Ich kann an dieser Stelle nicht den weit verbreiteten Werdegang anbieten, dass ich schon als Schüler mit dem Kugelschreiber Geschichten in meinen College-Block geschrieben hätte. Ich habe damals nie auch nur im Entferntesten daran gedacht, dass es mir möglich wäre, eines (oder sogar mehrere) Bücher zu schreiben. Aber ich habe Geschichten jeglicher Art konsumiert – und zwar exzessiv: Filme, Videospiele und ja … sogar Bücher. Die anderen Kinder bekamen Stubenarrest, wenn sie etwas angestellt hatten. Ich musste erstmal nach draußen, bevor ich in dem nächsten Film oder das nächste Videospiel versinken durfte. (Bei Büchern war das anders, was wohl alle Eltern nachvollziehen können.) Pollenallergiker durchs Stubenhocken, Abenteuer im Kopf.

Meine Filmleidenschaft wuchs so weit, dass sich in mir der Berufswunsch formte, Filmregisseur zu werden. Ich habe während der Schulzeit die Pflichtlektüre der Filmhochschulen gelesen. Habe seitdem mehr als 9.000 verschiedene Filme gesehen – von Stummfilmen der 1910er über das Œuvre von Ingmar Bergmann, Akira Kurosawa oder des italienischen Neorealismus bis hin zu südkoreanischen Thrillern der Gegenwart.
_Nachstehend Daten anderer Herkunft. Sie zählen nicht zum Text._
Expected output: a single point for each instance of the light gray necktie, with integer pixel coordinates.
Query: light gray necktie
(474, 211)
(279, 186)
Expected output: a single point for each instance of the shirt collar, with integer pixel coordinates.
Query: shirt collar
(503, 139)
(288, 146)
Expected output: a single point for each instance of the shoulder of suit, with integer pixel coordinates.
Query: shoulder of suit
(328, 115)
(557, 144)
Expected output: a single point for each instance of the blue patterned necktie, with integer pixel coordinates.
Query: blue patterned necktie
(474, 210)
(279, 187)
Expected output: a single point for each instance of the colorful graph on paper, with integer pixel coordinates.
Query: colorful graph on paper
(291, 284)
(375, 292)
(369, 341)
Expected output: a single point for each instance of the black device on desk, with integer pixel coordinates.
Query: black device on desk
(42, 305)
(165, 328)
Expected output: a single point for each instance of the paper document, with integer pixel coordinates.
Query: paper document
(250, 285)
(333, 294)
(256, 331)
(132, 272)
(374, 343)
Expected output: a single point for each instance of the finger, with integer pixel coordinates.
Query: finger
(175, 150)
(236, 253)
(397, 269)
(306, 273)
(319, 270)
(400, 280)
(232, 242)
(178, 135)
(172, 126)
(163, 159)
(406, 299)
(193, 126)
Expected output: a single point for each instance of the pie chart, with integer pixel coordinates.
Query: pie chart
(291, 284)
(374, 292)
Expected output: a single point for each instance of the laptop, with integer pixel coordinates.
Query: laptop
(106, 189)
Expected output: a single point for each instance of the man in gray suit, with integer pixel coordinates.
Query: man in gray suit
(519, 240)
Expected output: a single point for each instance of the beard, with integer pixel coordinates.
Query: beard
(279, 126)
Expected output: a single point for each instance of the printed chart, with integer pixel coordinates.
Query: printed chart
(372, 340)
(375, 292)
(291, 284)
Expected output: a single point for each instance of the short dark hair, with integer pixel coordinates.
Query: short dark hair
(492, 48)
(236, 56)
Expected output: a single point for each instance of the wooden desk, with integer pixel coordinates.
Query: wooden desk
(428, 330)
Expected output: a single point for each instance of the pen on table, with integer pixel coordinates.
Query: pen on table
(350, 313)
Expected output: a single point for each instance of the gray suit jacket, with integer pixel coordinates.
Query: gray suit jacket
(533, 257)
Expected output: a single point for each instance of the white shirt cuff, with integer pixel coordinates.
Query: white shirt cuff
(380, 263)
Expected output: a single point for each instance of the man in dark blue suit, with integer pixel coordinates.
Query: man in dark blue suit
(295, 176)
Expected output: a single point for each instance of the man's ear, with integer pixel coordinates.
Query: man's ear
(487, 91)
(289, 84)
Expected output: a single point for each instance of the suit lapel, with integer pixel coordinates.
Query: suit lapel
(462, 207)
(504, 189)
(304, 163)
Erst sah es tatsächlich so aus, als könnte mein Berufswunsch Wirklichkeit werden. Meine Leidenschaft hat mich in unterschiedlichster Funktion an Filmsets geführt: als Aushilfe bei der Aufnahmeleitung, bei der Produktion und bei der Regie. Ich habe mit Charly Hübner und sogar mit Tom Cruise am Set gestanden. Doch letztendlich bin ich das, was die Amerikaner als Film School Reject bezeichnen. Mutmaßlich war ich nicht verwegen genug, es im Jahr nach der Absage noch einmal zu versuchen.
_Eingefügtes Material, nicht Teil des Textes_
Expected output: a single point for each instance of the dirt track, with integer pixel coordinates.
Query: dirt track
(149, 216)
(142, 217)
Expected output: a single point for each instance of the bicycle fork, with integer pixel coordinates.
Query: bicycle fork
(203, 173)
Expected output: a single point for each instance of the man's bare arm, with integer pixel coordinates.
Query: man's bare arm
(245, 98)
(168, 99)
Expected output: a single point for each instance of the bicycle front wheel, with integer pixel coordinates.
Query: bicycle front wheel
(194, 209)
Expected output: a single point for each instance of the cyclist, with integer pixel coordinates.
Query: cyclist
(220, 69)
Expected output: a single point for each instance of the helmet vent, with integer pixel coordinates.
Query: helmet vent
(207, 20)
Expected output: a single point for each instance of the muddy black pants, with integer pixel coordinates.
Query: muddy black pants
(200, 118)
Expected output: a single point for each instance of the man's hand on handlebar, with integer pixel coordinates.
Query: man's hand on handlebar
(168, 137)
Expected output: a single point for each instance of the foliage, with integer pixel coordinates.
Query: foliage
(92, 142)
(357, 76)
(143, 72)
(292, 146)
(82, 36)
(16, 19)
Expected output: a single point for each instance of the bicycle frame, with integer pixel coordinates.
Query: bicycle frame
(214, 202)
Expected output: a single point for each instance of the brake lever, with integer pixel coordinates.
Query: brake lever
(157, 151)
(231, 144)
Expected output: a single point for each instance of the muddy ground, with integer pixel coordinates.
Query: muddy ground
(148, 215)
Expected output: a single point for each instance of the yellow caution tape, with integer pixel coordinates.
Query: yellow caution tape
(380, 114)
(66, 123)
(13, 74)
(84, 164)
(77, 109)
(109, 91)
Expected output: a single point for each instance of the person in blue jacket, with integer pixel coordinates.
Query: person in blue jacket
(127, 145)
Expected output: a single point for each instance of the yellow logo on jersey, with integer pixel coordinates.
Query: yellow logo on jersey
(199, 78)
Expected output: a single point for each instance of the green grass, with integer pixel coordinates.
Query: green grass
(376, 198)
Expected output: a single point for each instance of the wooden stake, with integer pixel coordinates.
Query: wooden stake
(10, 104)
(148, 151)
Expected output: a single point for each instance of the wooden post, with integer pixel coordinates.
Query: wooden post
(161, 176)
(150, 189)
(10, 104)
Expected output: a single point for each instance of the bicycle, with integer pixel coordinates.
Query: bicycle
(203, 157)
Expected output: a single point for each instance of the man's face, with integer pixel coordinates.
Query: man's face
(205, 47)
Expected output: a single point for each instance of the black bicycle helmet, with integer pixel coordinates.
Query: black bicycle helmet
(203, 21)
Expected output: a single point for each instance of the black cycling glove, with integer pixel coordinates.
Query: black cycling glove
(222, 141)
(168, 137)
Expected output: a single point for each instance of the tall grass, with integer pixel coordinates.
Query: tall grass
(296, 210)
Um etwas Handfestes in der Tasche zu haben, habe ich mich dem Film und dem Geschichtenerzählen akademisch angenähert und habe mich für das begehrteste Fach der Unorientierten eingeschrieben: „IrgendwasmitMedien“. In meinem Fall Kommunikationswissenschaft und englische Literatur. Nebenbei habe ich im Kino gejobbt – um kostenlos so viele Filme schauen zu können wie möglich – und neben meinem Magister-Abschluss 129 Kinobesuche in einem einzigen Jahr absolviert.
Mit dem Abschluss in der Tasche habe ich für die unterschiedlichsten Zeitungs-, Magazin- und Online- Redaktionen in Essen, Mülheim an der Ruhr sowie in Berlin gejobbt, ein journalistisches Volontariat absolviert und anschließend im Sauerland als Redakteur gearbeitet. Nach mehreren Jahren bei der Tageszeitung habe ich die Seiten gewechselt und bin seitdem in der international aufgestellten Unternehmenskommunikation eines DAX-Konzerns tätig.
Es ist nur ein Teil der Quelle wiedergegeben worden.